Tapes need to erase bond areas, not highlight them. Smooth, well-aligned substrates should use thin-gauge film core tapes that will form rock-solid bonds and be completely invisible to passengers.
If the bonded substrates are rough, textured, or otherwise imperfectly aligned, a low-profile foam mounting tape is ideal. The foam can compress and expand to fill tiny gaps—for a strong, consistent bond—while remaining thin enough to keep the decorative element from looking lifted away from the surface.
HSE or LSE Optimized
The adhesive layers of the tape are arguably even more critical than the core and must cater to the substrates they’ll be used to bond. Dashboards often consist primarily of low-surface energy injection-molded thermoplastic. It takes an aggressive, tacky LSE adhesive to wet out fully on LSE plastic surfaces and form a permanent strength bond. HSE surfaces can’t use the same style of wet adhesive, or it will flow out beyond the bond area.
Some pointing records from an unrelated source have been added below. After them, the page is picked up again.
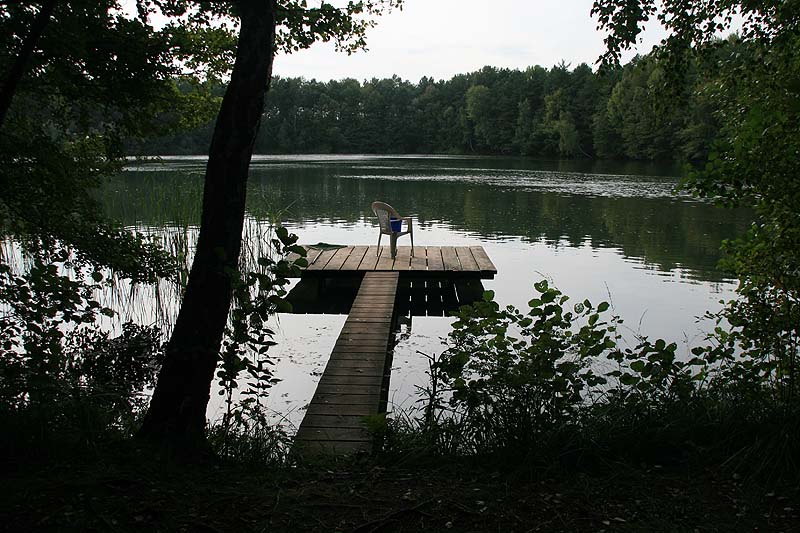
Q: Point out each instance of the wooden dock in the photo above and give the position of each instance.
(428, 261)
(355, 383)
(356, 377)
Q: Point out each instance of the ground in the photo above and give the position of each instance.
(124, 494)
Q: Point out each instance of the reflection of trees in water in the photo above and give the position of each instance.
(665, 231)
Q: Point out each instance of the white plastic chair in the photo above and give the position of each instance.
(385, 214)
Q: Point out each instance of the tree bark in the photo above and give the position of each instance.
(17, 70)
(177, 414)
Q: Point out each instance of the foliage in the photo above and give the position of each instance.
(247, 340)
(540, 112)
(753, 163)
(61, 379)
(559, 380)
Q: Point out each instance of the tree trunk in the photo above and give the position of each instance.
(17, 70)
(176, 417)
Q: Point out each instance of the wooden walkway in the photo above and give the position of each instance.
(355, 379)
(428, 261)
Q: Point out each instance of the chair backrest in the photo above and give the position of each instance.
(383, 211)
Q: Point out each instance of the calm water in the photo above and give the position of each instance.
(597, 231)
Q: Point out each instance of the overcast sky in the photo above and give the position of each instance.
(440, 38)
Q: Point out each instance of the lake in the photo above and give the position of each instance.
(596, 230)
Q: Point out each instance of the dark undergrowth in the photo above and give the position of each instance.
(121, 488)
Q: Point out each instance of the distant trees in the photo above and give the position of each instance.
(538, 112)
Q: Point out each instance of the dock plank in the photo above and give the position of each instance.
(385, 261)
(449, 262)
(355, 372)
(322, 260)
(466, 259)
(434, 255)
(450, 258)
(419, 261)
(402, 260)
(355, 258)
(339, 258)
(482, 258)
(370, 259)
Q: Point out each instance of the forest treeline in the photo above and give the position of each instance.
(539, 112)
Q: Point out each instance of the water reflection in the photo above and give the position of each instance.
(491, 199)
There are two ways to cope with buzzing and tremors due to a running engine and contact with the road. A thin, high-strength, film-core dashboard tape can rigidify the dash—as if all components were one solid piece. This prevents vibrations from rattling parts against each other at separate frequencies and causing noise. Instead, vibrations carry evenly throughout the whole dashboard.
The other option is a foam dashboard tape that absorbs vibrations, cushioning parts against buzzing contact and harmlessly diffusing the energy. Long, thin trim and molding elements benefit most from a rigid bond, whereas knobs and small, 3D elements with uneven shapes may be better suited to foam.
Vehicle cabins are exposed to incredible heat when closed up in sunny weather. Adhesive layers should be rated to remain stable at temperatures well over 157 degrees Fahrenheit (the average dashboard temperature in a car parked in the hot sun for an hour on a 95-degree summer day).
Other requirements can factor in as well—shearing strength in areas where you expect frequent impacts or friction, for example—but these are the primary qualities of the best double-sided dashboard tape for mounting trim, emblems, molding, and the like.
Labels are a unique case, though, since the tape ribbon is visible and only needs one adhesive layer. Out-gassing from LSE plastics can gradually form unsightly bubbles or blisters in a dashboard label, which the right dashboard tape will have to mitigate (perhaps with a porous backing). Such tape will also have to survive UV exposure without curling or suffering discoloration.